Interesting point, "tradionally" most economists who talk "sense" talk about core inflation and not cpi.  This of course is history, we have now gone past peak oil so we have seen that there is no wage inflation even though goods want to inflate. An interesting problem for vendors, they want to chargemore but mostly cannot.
If however you look at even CPI at 0.9% and then look at rates, my rates are up 6% year on year....power a few, dunnot but it must be 1 or 2 %....this means that some sectors must be deflating to compensate...hence the un-employment figures, shock, no expected.
Mines, no thats a one time resource use besides which you jsut said more mines? makes no sense IMHO. 

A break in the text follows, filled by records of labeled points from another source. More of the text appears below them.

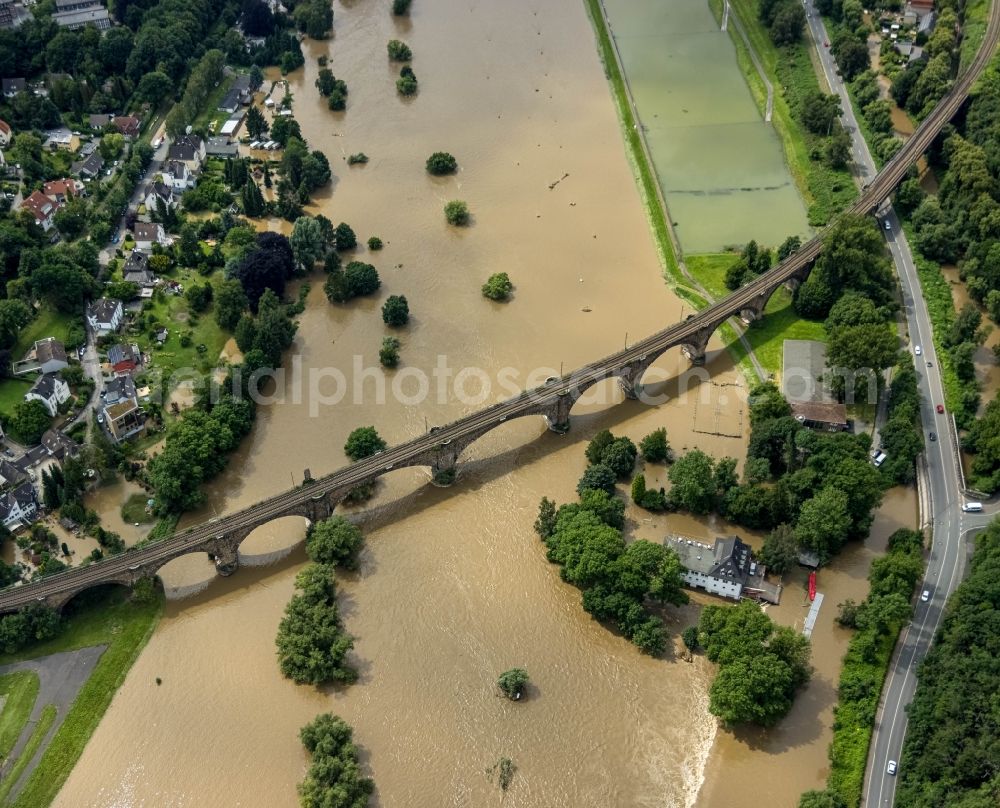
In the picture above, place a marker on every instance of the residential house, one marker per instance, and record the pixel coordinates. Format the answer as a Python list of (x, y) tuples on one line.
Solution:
[(190, 150), (43, 209), (12, 87), (99, 121), (124, 420), (149, 233), (728, 569), (74, 14), (137, 271), (10, 474), (61, 139), (158, 192), (128, 125), (50, 390), (89, 167), (6, 13), (221, 147), (104, 316), (61, 190), (19, 507), (176, 175), (119, 389), (45, 356), (230, 102), (124, 358), (58, 445)]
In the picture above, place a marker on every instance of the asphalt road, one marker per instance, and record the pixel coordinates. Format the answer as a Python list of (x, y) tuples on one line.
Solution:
[(949, 524)]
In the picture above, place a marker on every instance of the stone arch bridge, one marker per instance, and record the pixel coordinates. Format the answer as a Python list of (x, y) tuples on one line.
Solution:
[(441, 447)]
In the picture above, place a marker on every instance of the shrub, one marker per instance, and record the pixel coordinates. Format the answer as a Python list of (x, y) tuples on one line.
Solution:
[(388, 354), (457, 213), (512, 682), (498, 286), (441, 163), (399, 51)]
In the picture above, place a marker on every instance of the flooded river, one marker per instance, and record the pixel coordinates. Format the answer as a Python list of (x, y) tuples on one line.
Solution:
[(454, 586)]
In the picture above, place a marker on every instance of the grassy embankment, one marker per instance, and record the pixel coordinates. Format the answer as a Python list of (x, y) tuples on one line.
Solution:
[(793, 76), (20, 689), (766, 335), (124, 627)]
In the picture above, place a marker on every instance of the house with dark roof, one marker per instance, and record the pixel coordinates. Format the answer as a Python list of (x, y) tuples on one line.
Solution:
[(100, 120), (188, 149), (42, 208), (136, 270), (45, 356), (89, 167), (124, 358), (119, 389), (61, 190), (128, 125), (19, 507), (147, 234), (158, 193), (104, 316), (728, 569), (10, 474), (124, 420), (12, 87), (50, 390)]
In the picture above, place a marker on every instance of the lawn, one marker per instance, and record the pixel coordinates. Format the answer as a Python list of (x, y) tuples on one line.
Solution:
[(112, 620), (47, 323), (11, 394), (172, 311), (21, 690), (134, 509), (780, 322), (791, 71)]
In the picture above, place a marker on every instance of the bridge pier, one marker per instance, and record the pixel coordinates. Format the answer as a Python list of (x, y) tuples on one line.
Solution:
[(557, 417)]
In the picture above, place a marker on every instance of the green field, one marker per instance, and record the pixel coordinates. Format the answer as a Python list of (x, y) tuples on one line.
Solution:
[(793, 75), (779, 323), (47, 323), (109, 619)]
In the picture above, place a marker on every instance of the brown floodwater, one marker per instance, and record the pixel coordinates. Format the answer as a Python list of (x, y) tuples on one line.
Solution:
[(454, 586)]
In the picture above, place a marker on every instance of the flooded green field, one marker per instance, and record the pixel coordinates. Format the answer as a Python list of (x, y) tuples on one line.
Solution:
[(719, 164)]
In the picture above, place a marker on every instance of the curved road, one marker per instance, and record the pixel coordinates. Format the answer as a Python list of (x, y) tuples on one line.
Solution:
[(529, 402)]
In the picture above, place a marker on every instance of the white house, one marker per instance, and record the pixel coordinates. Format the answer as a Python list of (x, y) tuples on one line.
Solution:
[(104, 316), (50, 390), (19, 506), (147, 234)]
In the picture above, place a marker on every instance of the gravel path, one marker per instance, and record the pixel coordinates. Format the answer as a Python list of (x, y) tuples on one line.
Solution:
[(60, 678)]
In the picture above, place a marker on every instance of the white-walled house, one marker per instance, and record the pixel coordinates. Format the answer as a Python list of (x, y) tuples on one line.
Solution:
[(50, 390)]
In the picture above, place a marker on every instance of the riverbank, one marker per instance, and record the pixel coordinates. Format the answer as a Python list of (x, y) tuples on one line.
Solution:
[(108, 619), (791, 71)]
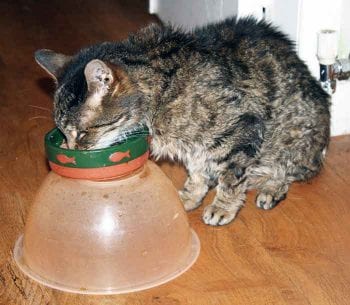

Cut the tax rate, no, no advantage, most of our big companies are foreign owned thats more money leaving.  Gold we dont need its of no use.  We have food, anyone who has oil will "swap" for food.....and its renewable.
Private debt is the huge worry....because its expected the tax payer picks that all funnels through the banks and we teh tax payer will have to prop them up....

While I agree there are

While I agree there are elements of our economy that are laissez faire, entrenched entities like councils, govt and banks are anything but. Unfortunately we kind of have the worst of all worlds at the moment.